Just a New Year's letter from and Army spouse
January 2nd, 2007
Dear MFSO:
I
have heard of your organization from friends of mine, but just recently visited
your website. I think you all are wonderful, and I want to thank you for giving
military family members a voice. The letters featured on your site inspired me
to write you with my thoughts. Without further ado, here is my letter:
It
is New Year's Day, 2007. I have been out
of the Army for four years, and my husband has been in for fourteen. This year, our daughter will turn four, I
will be twenty-six, and he will be thirty-two.

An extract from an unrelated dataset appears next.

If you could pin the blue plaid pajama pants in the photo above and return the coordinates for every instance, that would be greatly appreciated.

My, how time flies. I sat here
in our little flat in an old part of Army Housing at our post, and as the ball
dropped in Times Square on our TV screen, my heart dropped with it, even though
I was undeniably grateful that my husband was sitting right beside me and not
deployed like he was this time last year, and will be this time next year. The reason my heart dropped with the ball is
because this year will bring yet another deployment to this unjust and illegal
war in which my husband has already served two tours, including the invasion.
I
realized a strange thing as my heart dropped with the ball in Times Square. I realized that I'm not even mad anymore like
I was toward the end of the last deployment, as I rang in 2006 alone, in this
same flat. Well, I'm still mad, but not
to the livid extent that I was then. No,
I'm mostly just tired now. I am weary
from my whole family being jerked around by this government's decisions, and
from having to sit by helplessly as my husband, one of the best Sergeants I ever
had the honor of taking an order from, is treated like a pawn. I am tired of fielding the questions from
friends and family members about when the next deployment will be, where, and
for how long. I am tired of welcoming him home from one, only to start thinking
right then about when the next will be. I am tired of wondering if he will be home
from the next one in time to see me graduate with my Civil Engineering
degree. I am tired of trying to explain
to my daughter why daddy's truck is in the driveway, but he's not upstairs.
I am tired of my home being a revolving
door in the months leading up to the deployment, and being so empty every other
year.
I am
looking right now at my husband's statue of Buddha, and thinking about its
meaning makes me even more weary and bewildered.
Yes, true to his Asian heritage, my husband is a devout Buddhist, and
we are both pacifists. Neither of us
believes in war. Neither of us felt that
way when we took our oaths of enlistment, he in the winter of 1993, I in the
summer of 2001. No, we both wanted to
do our duty for our country, and enlisted wide-eyed and ready to serve. Neither of us ever imagined that we would
take from our service the resounding lesson that war is wrong, and our country
has failed us by subjecting us to it time and time again. Neither of us saw that coming, and how could
we?
However, in all this fatigue and bewilderment, I have
hope. I have hope because the more I
look, the more I see that there are other military families who feel exactly the
same as we do. If this is how the
people most impacted by the government's policy pertaining to the war feel about
it, the private citizens of the nation must feel this way to a far greater
extent. According to the polls, they
do. Maybe it will be enough to make
possible the election of a peaceful president in 2008. I have hope because if enough of us military
families and veterans speak out against this war, people will have to see that
supporting the troops means electing the candidates who will BRING THEM
HOME! I have been saying it since the
beginning, and I will keep saying it until the end. I have hope because I know that I am not
saying it alone. Maybe for my husband,
three tours will be all. We do not know
if it will be, but I have hope.
Maybe in 2009, the next year that we will ring in
together, we will do so without the knowledge that we will spend it apart as we
have every odd numbered year since the war started. I am tired, but I hang on to that hope.